Does not require a separate modules layer. Each HADES package could serve as a module.

Option 3 cons:

Does not allow for the option to include custom modules that do need to be downloaded. This would probably be unacceptable for open networks.
Requires an extra layer of releases (at the Strategus level), so could be a long time before a feature needed for a study is available in a Strategus release.

jpegilbert · August 2, 2022, 3:43pm

@Christian_Reich, I have started some initial design specifications for handling changes to results models to allow any web apps/standard reporting tools to continue to work with new data.

I will likely start a separate thread for this, as its slightly outside the scope of the Strategus package.
This has been designed based on requirements I had for CohortDiagnostics, with code currently living in this PR.

We found @jreps also has this requirement and, as we develop Strategus modules, its extremely likely that most existing packages will want to make changes to a data model that means we don’t need to write one off hacks to support multiple ddls or results created with other formats.

schuemie · August 3, 2022, 1:33pm

We’ll have a Teams meeting to continue this discussion on August 9, 8:30am - 10:30am Eastern Time.

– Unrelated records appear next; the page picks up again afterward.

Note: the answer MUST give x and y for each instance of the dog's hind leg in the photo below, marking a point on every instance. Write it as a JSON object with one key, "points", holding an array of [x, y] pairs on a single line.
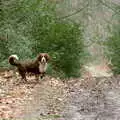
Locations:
{"points": [[23, 75]]}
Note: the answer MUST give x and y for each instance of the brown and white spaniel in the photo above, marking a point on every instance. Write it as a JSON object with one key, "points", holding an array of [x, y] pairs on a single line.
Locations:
{"points": [[37, 67]]}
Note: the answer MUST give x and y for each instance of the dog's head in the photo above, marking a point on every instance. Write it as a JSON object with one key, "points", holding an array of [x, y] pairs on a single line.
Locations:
{"points": [[43, 58]]}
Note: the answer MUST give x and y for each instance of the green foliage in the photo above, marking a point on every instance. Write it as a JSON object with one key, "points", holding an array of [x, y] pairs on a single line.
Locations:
{"points": [[113, 45], [31, 27]]}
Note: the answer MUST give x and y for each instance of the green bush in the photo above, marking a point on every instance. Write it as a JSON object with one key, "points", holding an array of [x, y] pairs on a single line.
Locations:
{"points": [[113, 45], [32, 27]]}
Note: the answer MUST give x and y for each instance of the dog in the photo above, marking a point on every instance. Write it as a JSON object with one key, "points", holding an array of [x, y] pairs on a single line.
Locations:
{"points": [[37, 67]]}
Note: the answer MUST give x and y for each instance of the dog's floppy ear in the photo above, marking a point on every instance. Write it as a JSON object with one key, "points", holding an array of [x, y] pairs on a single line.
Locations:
{"points": [[47, 57]]}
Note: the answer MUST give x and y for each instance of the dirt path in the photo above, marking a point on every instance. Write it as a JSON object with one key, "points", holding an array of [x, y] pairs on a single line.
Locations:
{"points": [[94, 97]]}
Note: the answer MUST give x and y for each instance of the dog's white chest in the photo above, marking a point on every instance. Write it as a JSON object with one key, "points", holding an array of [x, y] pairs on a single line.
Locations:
{"points": [[42, 67]]}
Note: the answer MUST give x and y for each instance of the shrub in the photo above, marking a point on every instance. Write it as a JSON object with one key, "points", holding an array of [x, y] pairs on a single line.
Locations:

Meeting link is here.

Christian_Reich · August 3, 2022, 4:13pm

Couple points:

I am probably not the one to drive these conversations.
This is very cool. However, it is probably a little hard to read. For example, you may show real-life examples of result schemas and their versions and how they differ and break.
You have two problems at hand: Result schema format incompatibility, and result content definition incompatibility. For example, you could change the result schema for an incidence report from generic to specifying the time interval, e.g. monthly. That breaks the format. Or, you the incidence calculator changes the way it handles the numerator or denominator. That breaks the meaning of the result. Right now, none of that is clear from the text.
Who is “azimov”, or why is this not part of the Strategus overall application?
(really Christian’s odious grammar pickiness: plural of composite nouns is formed at the end. So, it should really be called “ResultModelManager”, even if there are many results)

jpegilbert · August 3, 2022, 5:21pm

Thanks for the feedback christian.

you may show real-life examples of result schemas and their versions and how they differ and break.

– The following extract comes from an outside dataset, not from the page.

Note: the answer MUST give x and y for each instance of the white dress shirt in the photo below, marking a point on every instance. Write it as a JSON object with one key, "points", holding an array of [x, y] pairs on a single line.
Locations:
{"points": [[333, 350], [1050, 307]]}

This is a good point and will be helpful for developers implementing the package.

For example, you could change the result schema for an incidence report from generic to specifying the time interval, e.g. monthly. That breaks the format.

In this context it is up to the developer to make sure conversions are compatible and design any data transformations. This will always be a limitation and requires careful consideration when making design choices.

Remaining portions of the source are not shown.